El consejero de la reina sintió que la irritación se le subía al rostro. Esa mujer era insufrible.

– Señora -tronó-, entrar en la Torre es muy fácil. Salir suele ser complicado.

La monja volvió a dedicarle su sonrisa burlona y esta vez él reconoció el gesto. Era la sonrisa de la condesa de Lynmouth. «Extraño -pensó-, no se parece para nada a lady Burke. Excepto en la boca. Nunca hubiera creído que eran parientes a no ser por esa sonrisa y esa actitud de indudable superioridad.»

– No tengo miedo, milord -le contestó ella y él se dio cuenta de que era cierto. «Ah, estas irlandesas», pensó de nuevo.

– Entonces id, señora. Mi secretario os dará los papeles -dijo.

– Espero poder ir y venir a mi antojo, milord.

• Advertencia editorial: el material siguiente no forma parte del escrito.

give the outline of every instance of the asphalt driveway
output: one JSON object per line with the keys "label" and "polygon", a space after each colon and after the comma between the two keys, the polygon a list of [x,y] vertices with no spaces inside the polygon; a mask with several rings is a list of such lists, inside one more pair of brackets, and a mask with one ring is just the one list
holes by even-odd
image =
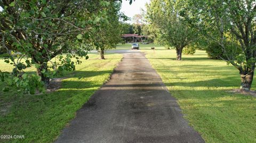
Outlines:
{"label": "asphalt driveway", "polygon": [[56,142],[204,142],[144,54],[123,55]]}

Necesitaré varias cosas cuando llegue el momento.

– No, señora -la cortó Cecil-. Sería muy simple planear una huida para lady Burke en vuestras ropas de monja. Lo que haga falta, lo llevaréis con vos o pediréis a los sirvientes que lo compren en el mercado. Podéis entrar en la Torre, pero una vez allí no saldréis más. Ésas son las condiciones.

– Muy bien -contestó Eibhlin-. Las acepto. -Le hizo una reverencia y se volvió con ademán orgulloso-. Adiós, milord. Muchas gracias.

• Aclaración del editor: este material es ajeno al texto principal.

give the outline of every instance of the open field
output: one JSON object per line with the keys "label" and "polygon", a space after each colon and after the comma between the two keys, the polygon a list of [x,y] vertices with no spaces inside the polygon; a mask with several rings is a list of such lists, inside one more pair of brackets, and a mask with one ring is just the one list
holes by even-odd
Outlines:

Varias horas después, aferrando el papel en sus delgadas manos, Eibhlin O'Malley cruzaba la entrada de la Torre de Londres y llegaba a la celda de su hermana, arriba, en una de las muchas torres del complejo. Mientras subía por las escaleras, notó con alivio que los soldados que la escoltaban eran respetuosos con ella y que el edificio parecía limpio, relativamente libre de corrientes de aire y sin olores desagradables.

Skye dormía cuando ella llegó. Daisy casi se cae de espaldas. La miró con alivio.

– Ah, hermana, gracias a Dios que estáis aquí.

La boca generosa de Eibhlin se frunció, divertida.

– ¿Realmente ha sido tan terrible, Daisy?

– Es que yo nunca he ayudado a dar a luz ni siquiera a una gata, hermana. Estaba tan asustada. Cuando llegara el momento, hubiera estado sola con mi señora. Y lord Burke me habría matado si le hubiera pasado algo a ella o al bebé.

– Bueno, no te preocupes más, Daisy. He venido para quedarme.